Un voyage dans le temps et au pays du cinéma, que l’animation élégante et intelligente rend à la fois nostalgique et poétique.
Comment raconter le cinéma en train de se faire, surtout quand le temps de son « présent » remonte à près de quatre-vingt-dix ans ? Pour recréer le plateau d’Intolérance de Griffith, les frères Taviani avaient multiplié les dépenses pharaoniques dans le merveilleux Good Morning Babilonia et recréé les décors aux éléphants géants.

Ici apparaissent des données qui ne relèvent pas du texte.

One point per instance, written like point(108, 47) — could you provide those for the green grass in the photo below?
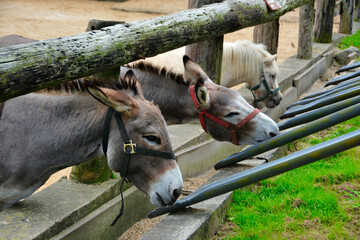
point(316, 201)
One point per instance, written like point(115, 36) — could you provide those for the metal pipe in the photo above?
point(333, 91)
point(352, 92)
point(264, 171)
point(292, 135)
point(318, 113)
point(342, 78)
point(348, 67)
point(325, 91)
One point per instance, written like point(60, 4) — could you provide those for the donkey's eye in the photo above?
point(231, 114)
point(152, 139)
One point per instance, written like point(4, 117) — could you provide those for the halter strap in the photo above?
point(129, 148)
point(232, 128)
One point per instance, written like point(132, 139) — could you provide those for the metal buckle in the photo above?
point(130, 144)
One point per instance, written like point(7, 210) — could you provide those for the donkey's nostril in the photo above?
point(176, 193)
point(272, 134)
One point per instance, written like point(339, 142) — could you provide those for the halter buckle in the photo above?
point(131, 145)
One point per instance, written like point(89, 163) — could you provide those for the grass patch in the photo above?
point(353, 40)
point(317, 201)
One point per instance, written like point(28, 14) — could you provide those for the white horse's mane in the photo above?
point(242, 62)
point(246, 56)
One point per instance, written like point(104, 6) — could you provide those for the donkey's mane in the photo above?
point(79, 85)
point(160, 71)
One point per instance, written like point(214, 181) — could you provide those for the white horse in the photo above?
point(243, 62)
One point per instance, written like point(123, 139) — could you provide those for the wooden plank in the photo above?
point(31, 67)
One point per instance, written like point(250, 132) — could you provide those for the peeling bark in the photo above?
point(34, 66)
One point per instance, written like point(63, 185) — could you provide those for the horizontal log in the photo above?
point(31, 67)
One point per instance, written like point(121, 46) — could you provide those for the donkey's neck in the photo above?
point(49, 132)
point(173, 98)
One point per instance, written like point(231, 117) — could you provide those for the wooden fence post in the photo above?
point(267, 34)
point(346, 16)
point(306, 24)
point(207, 53)
point(324, 20)
point(357, 11)
point(95, 170)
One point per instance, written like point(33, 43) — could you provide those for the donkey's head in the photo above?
point(230, 107)
point(268, 89)
point(158, 176)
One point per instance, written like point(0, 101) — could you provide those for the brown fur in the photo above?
point(162, 71)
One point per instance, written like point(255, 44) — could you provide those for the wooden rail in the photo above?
point(30, 67)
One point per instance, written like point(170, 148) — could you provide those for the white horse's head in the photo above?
point(270, 89)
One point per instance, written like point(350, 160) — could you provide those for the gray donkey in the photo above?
point(44, 132)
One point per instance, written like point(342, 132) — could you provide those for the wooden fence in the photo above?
point(30, 67)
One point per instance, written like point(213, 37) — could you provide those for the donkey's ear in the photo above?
point(202, 95)
point(115, 99)
point(194, 72)
point(270, 59)
point(130, 84)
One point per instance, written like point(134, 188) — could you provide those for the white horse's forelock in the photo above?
point(246, 56)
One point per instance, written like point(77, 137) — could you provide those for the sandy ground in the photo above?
point(44, 19)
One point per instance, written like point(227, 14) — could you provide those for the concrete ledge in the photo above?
point(304, 81)
point(48, 212)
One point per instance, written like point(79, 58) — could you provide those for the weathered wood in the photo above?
point(306, 23)
point(357, 11)
point(95, 170)
point(346, 16)
point(207, 53)
point(324, 20)
point(267, 34)
point(33, 66)
point(337, 8)
point(96, 24)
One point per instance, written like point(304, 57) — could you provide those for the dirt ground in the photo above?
point(44, 19)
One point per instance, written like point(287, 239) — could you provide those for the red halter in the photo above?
point(232, 128)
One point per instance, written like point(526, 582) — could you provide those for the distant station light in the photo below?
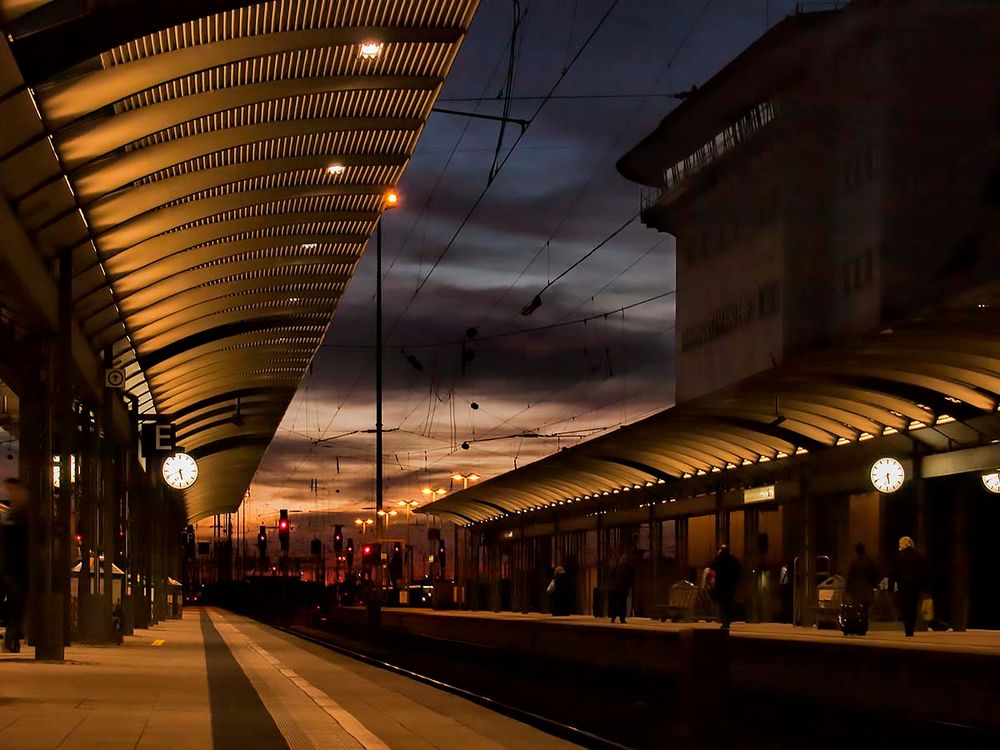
point(370, 49)
point(283, 530)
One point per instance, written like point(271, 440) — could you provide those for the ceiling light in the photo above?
point(370, 50)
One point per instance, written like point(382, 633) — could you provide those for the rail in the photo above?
point(550, 726)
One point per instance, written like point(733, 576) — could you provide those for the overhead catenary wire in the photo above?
point(520, 331)
point(483, 193)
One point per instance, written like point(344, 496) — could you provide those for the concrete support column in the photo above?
point(923, 514)
point(655, 553)
point(87, 498)
point(806, 583)
point(751, 547)
point(683, 548)
point(721, 521)
point(961, 564)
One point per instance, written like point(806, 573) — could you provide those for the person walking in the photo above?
point(862, 577)
point(727, 570)
point(909, 578)
point(14, 561)
point(621, 583)
point(558, 591)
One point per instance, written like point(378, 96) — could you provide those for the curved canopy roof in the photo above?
point(216, 181)
point(935, 373)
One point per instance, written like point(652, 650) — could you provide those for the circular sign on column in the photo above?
point(180, 471)
point(991, 482)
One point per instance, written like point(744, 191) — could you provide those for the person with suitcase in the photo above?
point(909, 579)
point(859, 593)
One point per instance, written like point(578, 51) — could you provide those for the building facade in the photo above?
point(822, 184)
point(835, 195)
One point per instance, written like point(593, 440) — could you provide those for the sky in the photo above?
point(556, 197)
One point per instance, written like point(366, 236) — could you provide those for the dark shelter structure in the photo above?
point(834, 193)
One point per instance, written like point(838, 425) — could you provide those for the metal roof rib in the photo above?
point(199, 154)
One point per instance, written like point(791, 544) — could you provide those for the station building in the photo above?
point(834, 192)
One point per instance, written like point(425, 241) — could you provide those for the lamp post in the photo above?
point(465, 479)
point(409, 505)
point(390, 200)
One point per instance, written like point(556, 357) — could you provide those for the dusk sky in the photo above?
point(557, 196)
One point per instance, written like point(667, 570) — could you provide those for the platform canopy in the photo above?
point(215, 169)
point(935, 379)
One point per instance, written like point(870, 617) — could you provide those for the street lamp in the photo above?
point(465, 478)
point(389, 200)
point(409, 505)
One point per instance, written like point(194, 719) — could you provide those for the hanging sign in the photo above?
point(759, 494)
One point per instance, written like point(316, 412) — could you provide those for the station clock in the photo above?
point(180, 471)
point(991, 482)
point(887, 474)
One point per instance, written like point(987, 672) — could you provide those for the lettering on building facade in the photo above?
point(759, 303)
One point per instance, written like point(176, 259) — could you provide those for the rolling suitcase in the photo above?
point(853, 619)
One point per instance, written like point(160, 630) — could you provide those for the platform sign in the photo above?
point(158, 438)
point(758, 494)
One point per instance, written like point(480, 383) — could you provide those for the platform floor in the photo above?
point(217, 680)
point(970, 641)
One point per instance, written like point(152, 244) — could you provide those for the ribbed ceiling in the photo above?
point(211, 244)
point(932, 378)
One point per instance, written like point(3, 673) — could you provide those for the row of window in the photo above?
point(728, 138)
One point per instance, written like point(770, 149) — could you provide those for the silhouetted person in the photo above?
point(621, 582)
point(14, 561)
point(559, 592)
point(862, 577)
point(396, 569)
point(909, 578)
point(727, 571)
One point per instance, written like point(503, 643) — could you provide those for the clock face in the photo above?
point(180, 471)
point(992, 482)
point(887, 475)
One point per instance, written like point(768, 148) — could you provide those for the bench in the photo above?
point(686, 602)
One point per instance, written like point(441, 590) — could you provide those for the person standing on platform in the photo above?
point(727, 571)
point(621, 583)
point(559, 593)
point(909, 578)
point(862, 577)
point(14, 561)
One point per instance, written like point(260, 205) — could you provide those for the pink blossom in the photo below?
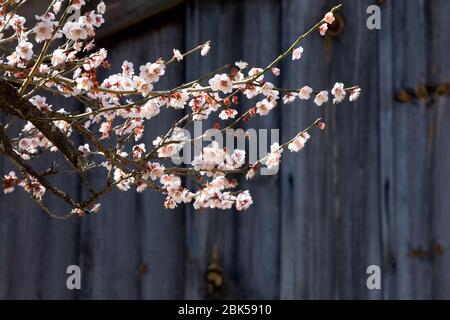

Il y a aussi des pachydermes ici, montés sur échasses et provenant d’un rêve, mais ils sont dessinés…
Adapté du roman graphique de Fermin Solis par le réalisateur Salvador Simo et Eligio Montero, le film se concentre sur le tournage de Terre sans pain en 1933. L’histoire de ce documentaire, sur les conditions de vie des habitants des Hurdes, région pauvre et sous-développée d’Espagne, est épique et incroyable. Puisque, voyant toutes les portes se fermer devant lui après le scandale de L’Âge d’or, Buñuel a eu la chance d’être produit par son ami Ramon Acin, qui lui avait promis de le financer s’il gagnait au loto… et qui avait gagné au tirage du 22 décembre 1932 !
Fourmillant d’anecdotes, retraçant le caractère complexe et fantasque de Luis Buñuel, ses incartades et ses lubies, le film bénéficie d’un trait élégant et réaliste. La bonne idée est d’insérer des plans filmés de Terre sans pain, qui rehaussent le récit, lui confèrent sa vérité parfois crue (notamment dans la scène de la chute des chèvres). Et donnent une furieuse envie de se replonger dans l’œuvre du cinéaste iconoclaste.